Les enfants perdus de St. Margaret – Emily Gunnis

Par Raymond Pédoussaut ou Michel Dufour

Date de publication originale : 2018
(The Girl in the Letter)
Date de publication française : 2020 – Préludes
Traduction : Paul Benita
Genres : Enquête journalistique, roman noir
Personnages principaux : Samantha Harper, journaliste – Kitty Cannon ex-animatrice de talk-show à succès

Année 1959 près de Preston (Angleterre).
Le couvent de St. Margaret accueille des mères célibataires. C’est là que les familles cachent leur honte en y enfermant les jeunes filles enceintes, contre cent livres, prix de la pension. Ce n’est pas un endroit de réconfort, c’est au contraire un lieu de souffrances. Les futures mères doivent travailler du matin au soir dans de terribles conditions de privation, sous la surveillance de méchantes nonnes. Une fois que les filles ont accouché, on leur enlève leur bébé pour le faire adopter par une famille qui peut en payer le prix. Ivy a été envoyée dans ce sinistre établissement mais elle espère que son amant, d’une famille aisée, la sortira de là. Elle lui écrit des lettres poignantes.
En 2017, Samantha Harper, tombe sur quelques unes de ces lettres par l’intermédiaire de sa grand-mère. Son instinct de journaliste la pousse à enquêter sur cette étrange institution, d’autant plus qu’elle apprend que la célèbre Kitty Cannon, ex-animatrice d’un talk-show à succès, s’intéresse de près à St. Margaret. Sa curiosité en est avivée. Elle y voit un bon sujet de reportage qui lancera sa carrière.
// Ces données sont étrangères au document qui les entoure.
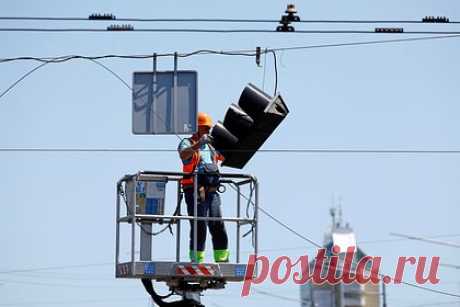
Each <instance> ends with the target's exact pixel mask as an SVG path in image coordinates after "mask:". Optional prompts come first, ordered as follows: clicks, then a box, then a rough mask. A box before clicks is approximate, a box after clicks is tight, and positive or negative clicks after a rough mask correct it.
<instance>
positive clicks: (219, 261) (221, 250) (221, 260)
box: [214, 249, 230, 262]
mask: <svg viewBox="0 0 460 307" xmlns="http://www.w3.org/2000/svg"><path fill="white" fill-rule="evenodd" d="M229 256H230V253H229V251H228V249H215V250H214V261H215V262H228V258H229Z"/></svg>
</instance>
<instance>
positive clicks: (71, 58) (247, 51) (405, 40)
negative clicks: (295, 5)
mask: <svg viewBox="0 0 460 307" xmlns="http://www.w3.org/2000/svg"><path fill="white" fill-rule="evenodd" d="M449 38H460V35H440V36H426V37H411V38H401V39H387V40H372V41H355V42H345V43H333V44H320V45H305V46H293V47H278V48H271V49H263V50H261V54H266V53H271V52H273V51H275V52H276V51H295V50H304V49H305V50H306V49H316V48H332V47H346V46H361V45H378V44H391V43H403V42H415V41H425V40H438V39H449ZM196 55H228V56H247V57H253V56H256V52H255V50H254V49H243V50H209V49H203V50H196V51H193V52H188V53H177V56H178V57H190V56H196ZM155 56H157V57H173V56H175V53H158V54H155ZM153 57H154V55H153V54H148V55H117V54H108V55H101V56H83V55H66V56H58V57H33V56H22V57H11V58H0V63H7V62H14V61H37V62H42V63H45V62H46V63H63V62H67V61H71V60H80V59H81V60H103V59H131V60H144V59H152V58H153Z"/></svg>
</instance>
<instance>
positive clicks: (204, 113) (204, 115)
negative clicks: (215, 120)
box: [198, 112, 212, 128]
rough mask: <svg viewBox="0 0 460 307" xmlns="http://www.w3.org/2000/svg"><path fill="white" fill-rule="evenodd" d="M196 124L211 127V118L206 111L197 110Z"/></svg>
mask: <svg viewBox="0 0 460 307" xmlns="http://www.w3.org/2000/svg"><path fill="white" fill-rule="evenodd" d="M198 126H206V127H209V128H211V127H212V119H211V116H209V115H208V114H206V113H203V112H198Z"/></svg>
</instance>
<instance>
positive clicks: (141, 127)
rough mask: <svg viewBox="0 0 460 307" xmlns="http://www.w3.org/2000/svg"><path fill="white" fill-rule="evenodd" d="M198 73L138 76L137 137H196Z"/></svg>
mask: <svg viewBox="0 0 460 307" xmlns="http://www.w3.org/2000/svg"><path fill="white" fill-rule="evenodd" d="M197 80H198V76H197V72H196V71H189V70H178V71H175V72H174V71H157V72H134V74H133V98H132V103H133V110H132V116H133V117H132V125H133V126H132V131H133V134H193V133H195V132H196V131H197V123H196V117H197V113H198V94H197V83H198V82H197Z"/></svg>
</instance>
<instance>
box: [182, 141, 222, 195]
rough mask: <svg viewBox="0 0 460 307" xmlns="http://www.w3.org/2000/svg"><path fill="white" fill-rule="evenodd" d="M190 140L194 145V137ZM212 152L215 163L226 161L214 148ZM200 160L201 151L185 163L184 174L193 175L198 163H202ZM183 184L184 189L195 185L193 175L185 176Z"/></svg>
mask: <svg viewBox="0 0 460 307" xmlns="http://www.w3.org/2000/svg"><path fill="white" fill-rule="evenodd" d="M189 140H190V141H191V143H192V144H193V142H194V141H195V139H194V138H193V137H192V138H190V139H189ZM208 146H209V147H210V148H211V145H208ZM211 150H212V152H213V155H212V160H213V161H214V163H217V162H218V161H223V160H224V157H223V156H222V155H221V154H220V153H218V152H216V151H214V150H213V149H212V148H211ZM200 159H201V156H200V151H199V150H198V151H196V152H194V153H193V156H192V158H191V159H189V161H187V163H183V165H182V172H184V173H193V172H194V171H195V169H196V167H197V166H198V163H200ZM181 183H182V186H183V187H187V186H192V185H193V175H184V177H183V178H182V180H181Z"/></svg>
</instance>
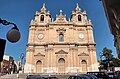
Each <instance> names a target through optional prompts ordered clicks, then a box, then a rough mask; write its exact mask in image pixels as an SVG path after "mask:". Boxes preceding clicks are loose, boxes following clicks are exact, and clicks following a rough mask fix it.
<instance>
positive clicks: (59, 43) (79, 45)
mask: <svg viewBox="0 0 120 79" xmlns="http://www.w3.org/2000/svg"><path fill="white" fill-rule="evenodd" d="M46 45H76V46H89V45H94V46H95V45H96V44H95V43H69V42H63V43H62V42H61V43H58V42H56V43H55V42H52V43H48V42H47V43H40V44H36V43H28V44H27V46H46Z"/></svg>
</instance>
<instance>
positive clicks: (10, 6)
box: [0, 0, 117, 60]
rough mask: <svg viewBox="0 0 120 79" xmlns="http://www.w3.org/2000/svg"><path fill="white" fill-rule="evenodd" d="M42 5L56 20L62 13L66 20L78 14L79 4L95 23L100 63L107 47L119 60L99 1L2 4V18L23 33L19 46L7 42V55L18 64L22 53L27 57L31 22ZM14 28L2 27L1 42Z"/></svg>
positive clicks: (104, 13)
mask: <svg viewBox="0 0 120 79" xmlns="http://www.w3.org/2000/svg"><path fill="white" fill-rule="evenodd" d="M43 3H45V4H46V8H47V11H48V10H49V11H50V14H51V16H52V17H53V18H54V19H55V16H56V14H59V11H60V10H62V11H63V14H66V16H67V19H68V18H70V15H71V12H72V10H75V7H76V3H78V4H79V7H80V8H81V10H82V11H84V10H85V11H87V14H88V18H89V19H91V21H92V24H93V31H94V37H95V42H96V52H97V58H98V59H99V53H100V52H101V51H102V49H103V48H104V47H107V48H109V49H112V51H113V55H114V56H115V57H117V54H116V50H115V47H114V41H113V40H114V38H113V36H112V34H111V32H110V29H109V26H108V22H107V19H106V16H105V12H104V8H103V5H102V2H101V1H99V0H1V1H0V18H2V19H5V20H7V21H10V22H14V23H15V24H16V25H17V26H18V28H19V30H20V32H21V39H20V41H18V42H17V43H10V42H9V41H7V43H6V49H5V54H6V55H9V56H13V57H14V59H15V60H19V56H20V55H21V53H24V54H26V44H27V41H28V33H29V24H30V21H31V20H32V19H34V14H35V13H36V11H40V9H41V7H42V4H43ZM11 28H12V26H10V25H9V26H5V27H4V26H3V25H2V24H0V38H2V39H6V33H7V32H8V31H9V30H10V29H11ZM6 40H7V39H6Z"/></svg>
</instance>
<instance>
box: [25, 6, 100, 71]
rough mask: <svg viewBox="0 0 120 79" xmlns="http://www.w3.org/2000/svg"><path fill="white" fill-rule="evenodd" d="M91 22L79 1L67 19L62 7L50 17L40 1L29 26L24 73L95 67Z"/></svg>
mask: <svg viewBox="0 0 120 79" xmlns="http://www.w3.org/2000/svg"><path fill="white" fill-rule="evenodd" d="M95 46H96V44H95V42H94V36H93V26H92V23H91V21H90V20H89V19H87V14H86V11H83V12H82V11H81V9H80V7H79V5H78V4H77V5H76V8H75V10H74V11H72V13H71V17H70V19H69V20H67V19H66V15H63V13H62V10H60V13H59V14H58V15H56V19H55V20H54V19H53V18H51V15H50V11H47V10H46V7H45V4H43V6H42V8H41V9H40V12H36V14H35V18H34V20H31V23H30V26H29V38H28V43H27V48H26V63H25V67H24V72H25V73H83V72H88V71H98V62H97V58H96V47H95Z"/></svg>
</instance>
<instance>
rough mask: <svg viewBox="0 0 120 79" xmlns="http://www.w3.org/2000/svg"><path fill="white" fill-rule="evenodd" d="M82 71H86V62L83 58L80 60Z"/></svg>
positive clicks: (86, 62) (86, 67)
mask: <svg viewBox="0 0 120 79" xmlns="http://www.w3.org/2000/svg"><path fill="white" fill-rule="evenodd" d="M81 64H82V72H83V73H86V72H87V62H86V61H85V60H82V62H81Z"/></svg>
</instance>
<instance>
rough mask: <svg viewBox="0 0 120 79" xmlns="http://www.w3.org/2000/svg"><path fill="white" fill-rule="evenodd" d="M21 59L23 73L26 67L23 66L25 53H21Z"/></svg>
mask: <svg viewBox="0 0 120 79" xmlns="http://www.w3.org/2000/svg"><path fill="white" fill-rule="evenodd" d="M20 59H21V69H22V73H23V70H24V67H23V59H24V53H21V56H20Z"/></svg>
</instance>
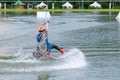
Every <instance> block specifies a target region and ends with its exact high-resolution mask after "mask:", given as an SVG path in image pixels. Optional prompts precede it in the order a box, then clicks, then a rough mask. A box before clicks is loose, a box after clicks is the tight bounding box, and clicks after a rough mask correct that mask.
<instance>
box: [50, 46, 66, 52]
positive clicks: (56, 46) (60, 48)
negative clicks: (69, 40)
mask: <svg viewBox="0 0 120 80" xmlns="http://www.w3.org/2000/svg"><path fill="white" fill-rule="evenodd" d="M53 48H54V49H56V50H58V51H60V52H61V54H64V53H65V50H64V49H63V48H60V47H58V46H57V45H54V44H52V49H53Z"/></svg>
Elle ne se doute pas alors de l’impact considérable qu’auront sur elle-même ses investigations.

Des endroits tels que St. Margaret ont surtout existé en Irlande mais on en trouvait aussi quelques-uns en Angleterre. C’est à partir de faits réels que l’auteure a élaboré l’intrigue de son roman. Si les personnages sont totalement fictifs, les lavoirs de linge, le travail en esclave, les humiliations, les sévices, la mal nutrition, la séparation des bébés à la naissance et même les essais de médicaments sur ces cobayes involontaires ne doivent rien à l’imagination de l’écrivain, ils ont effectivement eu lieu dans ce genre d’établissements, avec la bénédiction de l’Église et de la bonne société.

L’intrigue imaginée par l’auteure est complexe au niveau des personnages. Elle s’étend sur six décennies et quatre générations. Il y a peu d’hommes, beaucoup de femmes. Les liens de parenté entre les différentes figures féminines demandent de l’attention sous peine d’être largué et ne plus savoir qui est la grand-mère, la mère, la fille, la petite-fille. D’autant plus que certaines s’échangent leurs identités. Si l’on surmonte cet obstacle, on est complètement pris dans cette histoire tragique, pleine de surprises et de rebondissements.

Le livre montre bien la cruauté qui s’exerce sur des jeunes filles en détresse de la part d’une institution religieuse qui n’a rien de charitable. Les travaux forcés des filles offrent une belle rentabilité et la vente des bébés est d’un bon rapport. Quant aux bien pensants, ils y trouvent aussi leur compte : certains peuvent se débarrasser discrètement de la tâche que représente pour une famille une fille enceinte sans mari, pour d’autres c’est la possibilité d’acheter légalement un bébé en bonne santé.

Après le formidable Nickel Boys de Whitehead montrant les camps de redressement pour garçons aux États-Unis, ce roman dévoile les établissements religieux d’expiation pour filles, en Angleterre. Ils ont en commun le mépris de l’être humain, le sadisme, exercés sur des jeunes gens abandonnés, oubliés. Des enfants perdus.

Les enfants perdus de St. Margaret combine la révélation des atrocités commises dans les établissements pour mères célibataires avec une enquête journalistique, rythmée et prenante. Un bon roman noir, édifiant et poignant.

Extrait :
Après deux heures passées à lire des récits aussi déchirants qu’éprouvants de bébés arrachés à leurs mères, une expérience dont, semblait-il, aucune ne se remettait, Sam ne put en supporter davantage. Les malheureuses étaient forcées de travailler dans des lavoirs, dans des conditions difficilement descriptibles, manipulant souvent d’énormes machines jusqu’à l’accouchement. Leurs nourrissons leur étaient ensuite enlevés dès la naissance, les jeunes femmes devant signer un renoncement à tout droit sur eux.

Cet immense manoir lui faisait peur quand ils passaient devant en voiture le dimanche en allant à l’église.